Bei den Gedenktafeln über verfolgte und ermordete Bürgerinnen und Bürger Wittens handelt es sich um eine Leihgabe des Wittener Lions Club Rebecca Hanf und des Stadtarchivs. Die Beiträge der Medizin- und Psychologie-Studierenden entstanden nach der medizinethischen Exkursion zum ehemaligen Konzentrationslager Auschwitz und Auschwitz-Birkenau. Die Gedenkstättenfahrt thematisierte „Das Selbstverständnis der Medizin zwischen Vernichtung und Heilung“ anhand von SS-Ärzten sowie Häftlingsärztinnen und -ärzten. Weitgehend unbekannt ist, dass viele der Häftlingsärzte jüdischer Herkunft waren, und in aufopferungsvoller Weise unter kaum vorstellbaren Bedingungen andere Häftlinge versorgten und deren Überleben ermöglichten.

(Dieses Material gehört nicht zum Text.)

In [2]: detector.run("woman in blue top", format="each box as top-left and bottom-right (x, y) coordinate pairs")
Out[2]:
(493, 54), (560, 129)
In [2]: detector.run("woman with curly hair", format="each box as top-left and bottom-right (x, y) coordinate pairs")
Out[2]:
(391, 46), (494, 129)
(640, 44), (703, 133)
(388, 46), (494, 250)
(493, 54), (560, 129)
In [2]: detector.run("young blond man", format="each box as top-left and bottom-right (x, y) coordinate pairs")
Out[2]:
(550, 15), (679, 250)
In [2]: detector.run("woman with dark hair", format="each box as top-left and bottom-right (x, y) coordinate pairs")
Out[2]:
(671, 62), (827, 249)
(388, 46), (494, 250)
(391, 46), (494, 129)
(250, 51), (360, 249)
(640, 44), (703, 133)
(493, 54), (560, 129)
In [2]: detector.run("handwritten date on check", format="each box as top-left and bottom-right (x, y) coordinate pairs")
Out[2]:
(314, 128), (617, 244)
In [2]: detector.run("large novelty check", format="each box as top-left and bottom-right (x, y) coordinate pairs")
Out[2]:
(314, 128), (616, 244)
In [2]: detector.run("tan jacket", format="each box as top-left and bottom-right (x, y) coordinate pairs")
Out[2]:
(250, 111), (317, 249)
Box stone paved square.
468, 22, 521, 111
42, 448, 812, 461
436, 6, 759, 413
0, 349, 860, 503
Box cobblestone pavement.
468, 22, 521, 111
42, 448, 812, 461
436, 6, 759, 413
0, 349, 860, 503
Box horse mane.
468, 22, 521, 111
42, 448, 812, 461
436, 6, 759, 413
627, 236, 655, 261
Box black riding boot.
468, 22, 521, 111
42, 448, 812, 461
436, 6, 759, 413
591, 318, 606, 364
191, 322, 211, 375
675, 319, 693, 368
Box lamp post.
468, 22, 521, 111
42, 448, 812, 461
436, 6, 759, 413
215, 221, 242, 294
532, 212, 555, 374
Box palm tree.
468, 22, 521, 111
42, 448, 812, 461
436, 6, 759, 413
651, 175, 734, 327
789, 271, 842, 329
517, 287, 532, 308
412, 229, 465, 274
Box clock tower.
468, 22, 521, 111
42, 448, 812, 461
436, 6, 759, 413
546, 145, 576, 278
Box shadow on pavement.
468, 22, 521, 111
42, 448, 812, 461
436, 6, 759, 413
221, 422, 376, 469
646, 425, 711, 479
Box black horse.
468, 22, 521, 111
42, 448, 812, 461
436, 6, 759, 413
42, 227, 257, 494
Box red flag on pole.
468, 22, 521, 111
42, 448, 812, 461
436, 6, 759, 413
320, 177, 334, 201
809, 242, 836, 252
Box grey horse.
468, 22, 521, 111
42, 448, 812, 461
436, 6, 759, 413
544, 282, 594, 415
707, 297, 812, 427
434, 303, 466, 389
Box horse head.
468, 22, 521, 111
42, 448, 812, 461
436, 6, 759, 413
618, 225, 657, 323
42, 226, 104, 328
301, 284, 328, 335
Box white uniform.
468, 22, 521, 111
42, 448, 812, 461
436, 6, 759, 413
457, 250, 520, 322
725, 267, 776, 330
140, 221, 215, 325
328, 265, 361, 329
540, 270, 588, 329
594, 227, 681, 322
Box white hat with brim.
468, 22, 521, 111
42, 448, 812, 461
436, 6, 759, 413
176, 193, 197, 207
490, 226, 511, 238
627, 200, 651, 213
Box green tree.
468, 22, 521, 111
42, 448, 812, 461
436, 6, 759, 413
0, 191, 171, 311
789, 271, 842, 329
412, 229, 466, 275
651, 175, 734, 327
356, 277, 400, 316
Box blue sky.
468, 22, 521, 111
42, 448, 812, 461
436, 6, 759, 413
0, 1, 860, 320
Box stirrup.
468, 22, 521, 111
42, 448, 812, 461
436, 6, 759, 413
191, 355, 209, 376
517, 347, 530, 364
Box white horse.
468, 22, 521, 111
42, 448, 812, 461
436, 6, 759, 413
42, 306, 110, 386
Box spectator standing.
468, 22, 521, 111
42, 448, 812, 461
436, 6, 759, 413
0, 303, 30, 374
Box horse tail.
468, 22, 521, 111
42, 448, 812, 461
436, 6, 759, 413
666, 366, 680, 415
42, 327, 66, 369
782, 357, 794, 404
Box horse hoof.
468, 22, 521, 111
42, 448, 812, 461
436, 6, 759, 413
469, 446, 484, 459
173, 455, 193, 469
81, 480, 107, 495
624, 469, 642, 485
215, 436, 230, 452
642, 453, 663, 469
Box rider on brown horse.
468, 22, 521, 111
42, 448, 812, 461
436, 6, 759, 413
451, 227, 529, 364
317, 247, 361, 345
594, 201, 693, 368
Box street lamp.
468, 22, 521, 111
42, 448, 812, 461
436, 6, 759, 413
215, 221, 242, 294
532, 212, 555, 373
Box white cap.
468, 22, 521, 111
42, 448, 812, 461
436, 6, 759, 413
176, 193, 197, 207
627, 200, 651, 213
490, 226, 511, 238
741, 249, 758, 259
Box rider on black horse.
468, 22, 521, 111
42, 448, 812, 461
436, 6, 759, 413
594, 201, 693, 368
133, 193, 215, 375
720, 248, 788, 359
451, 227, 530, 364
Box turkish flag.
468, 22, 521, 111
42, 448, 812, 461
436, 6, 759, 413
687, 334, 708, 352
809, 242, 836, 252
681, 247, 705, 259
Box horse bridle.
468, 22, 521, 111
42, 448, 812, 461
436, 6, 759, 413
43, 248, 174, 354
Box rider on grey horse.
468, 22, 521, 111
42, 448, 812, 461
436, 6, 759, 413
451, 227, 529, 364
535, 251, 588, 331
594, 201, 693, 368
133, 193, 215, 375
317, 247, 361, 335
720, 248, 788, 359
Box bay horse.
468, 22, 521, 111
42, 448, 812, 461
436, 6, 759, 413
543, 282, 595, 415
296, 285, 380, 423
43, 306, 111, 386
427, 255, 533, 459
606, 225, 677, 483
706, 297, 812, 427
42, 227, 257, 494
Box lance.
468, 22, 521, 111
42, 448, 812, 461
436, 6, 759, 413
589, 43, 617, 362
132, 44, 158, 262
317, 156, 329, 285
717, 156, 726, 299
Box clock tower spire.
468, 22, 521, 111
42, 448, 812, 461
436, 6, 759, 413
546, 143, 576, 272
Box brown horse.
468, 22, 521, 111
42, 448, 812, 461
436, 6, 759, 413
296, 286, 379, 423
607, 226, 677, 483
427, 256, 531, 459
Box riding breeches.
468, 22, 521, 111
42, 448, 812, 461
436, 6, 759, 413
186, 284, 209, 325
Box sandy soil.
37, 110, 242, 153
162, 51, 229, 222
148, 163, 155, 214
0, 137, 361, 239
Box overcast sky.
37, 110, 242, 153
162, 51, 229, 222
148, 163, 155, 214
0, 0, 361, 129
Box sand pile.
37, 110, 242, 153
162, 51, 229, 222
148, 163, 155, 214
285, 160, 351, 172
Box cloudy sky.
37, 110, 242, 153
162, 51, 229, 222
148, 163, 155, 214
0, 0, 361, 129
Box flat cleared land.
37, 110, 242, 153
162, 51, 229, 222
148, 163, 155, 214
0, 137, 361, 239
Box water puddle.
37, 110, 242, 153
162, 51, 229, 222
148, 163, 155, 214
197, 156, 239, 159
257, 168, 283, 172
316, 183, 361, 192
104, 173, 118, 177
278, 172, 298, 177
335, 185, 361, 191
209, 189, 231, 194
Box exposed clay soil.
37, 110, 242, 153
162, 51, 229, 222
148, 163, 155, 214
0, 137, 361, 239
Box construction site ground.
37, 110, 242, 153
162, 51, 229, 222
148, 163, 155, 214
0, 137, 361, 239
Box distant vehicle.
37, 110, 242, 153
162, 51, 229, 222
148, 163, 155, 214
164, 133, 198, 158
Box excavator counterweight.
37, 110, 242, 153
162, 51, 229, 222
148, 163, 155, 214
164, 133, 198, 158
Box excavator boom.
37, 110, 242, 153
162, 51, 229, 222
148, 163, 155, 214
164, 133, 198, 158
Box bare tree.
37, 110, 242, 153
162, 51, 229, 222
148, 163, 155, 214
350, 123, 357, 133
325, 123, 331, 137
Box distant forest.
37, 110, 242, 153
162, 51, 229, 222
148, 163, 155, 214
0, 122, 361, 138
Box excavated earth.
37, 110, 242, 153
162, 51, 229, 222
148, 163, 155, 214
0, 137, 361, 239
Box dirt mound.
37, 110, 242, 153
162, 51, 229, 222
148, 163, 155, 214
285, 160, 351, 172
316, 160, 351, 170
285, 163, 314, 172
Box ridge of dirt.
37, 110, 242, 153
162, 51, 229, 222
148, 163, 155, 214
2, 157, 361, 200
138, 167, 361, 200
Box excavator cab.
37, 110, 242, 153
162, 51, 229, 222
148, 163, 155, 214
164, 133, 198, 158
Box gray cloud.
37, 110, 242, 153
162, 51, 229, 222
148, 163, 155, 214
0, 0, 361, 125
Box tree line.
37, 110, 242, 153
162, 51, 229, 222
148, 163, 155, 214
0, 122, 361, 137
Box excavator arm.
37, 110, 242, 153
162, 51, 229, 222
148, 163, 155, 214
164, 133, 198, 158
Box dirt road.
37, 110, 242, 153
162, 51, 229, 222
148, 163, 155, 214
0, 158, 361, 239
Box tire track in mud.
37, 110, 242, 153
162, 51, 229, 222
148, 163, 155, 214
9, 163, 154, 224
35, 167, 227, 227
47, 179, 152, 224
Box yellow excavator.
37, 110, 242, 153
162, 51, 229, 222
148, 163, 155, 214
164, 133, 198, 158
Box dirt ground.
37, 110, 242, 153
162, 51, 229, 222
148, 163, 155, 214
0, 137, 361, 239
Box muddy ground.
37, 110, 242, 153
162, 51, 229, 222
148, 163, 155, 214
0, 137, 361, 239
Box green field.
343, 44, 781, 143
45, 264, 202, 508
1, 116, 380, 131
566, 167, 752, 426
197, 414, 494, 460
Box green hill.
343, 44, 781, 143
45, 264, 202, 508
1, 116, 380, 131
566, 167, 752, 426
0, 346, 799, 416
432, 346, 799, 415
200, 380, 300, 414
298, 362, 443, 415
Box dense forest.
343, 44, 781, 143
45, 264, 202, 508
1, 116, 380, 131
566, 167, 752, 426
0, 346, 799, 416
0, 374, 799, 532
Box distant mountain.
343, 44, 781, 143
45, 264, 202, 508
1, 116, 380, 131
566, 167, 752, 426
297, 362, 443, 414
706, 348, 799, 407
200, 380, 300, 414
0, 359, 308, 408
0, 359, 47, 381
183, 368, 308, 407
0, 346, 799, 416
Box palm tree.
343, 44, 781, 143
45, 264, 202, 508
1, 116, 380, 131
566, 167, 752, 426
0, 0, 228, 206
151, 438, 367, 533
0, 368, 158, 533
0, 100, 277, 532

Das dreijährige Curriculum mit seminarethischen Exkursionen an Gedenkstätten sog. „düsterer Orte“ im Nationalsozialismus wurde als Modell für die Lehre zu Medizin und Holocaust vom Integrierten Begleitstudium Anthroposophische Medizin initiiert.

Parallel entwickelt sich gerade in der renommierten medizinischen Fachzeitschrift „The Lancet“ eine Diskussion um die ärztliche Ausbildung. Auf den Kommentar von chief editor Richard Horton “Offline: Medicine and the Holocaust—it's time to teach” ist ein Leserbrief   der Wittener Initiatoren des Curriculums erschienen.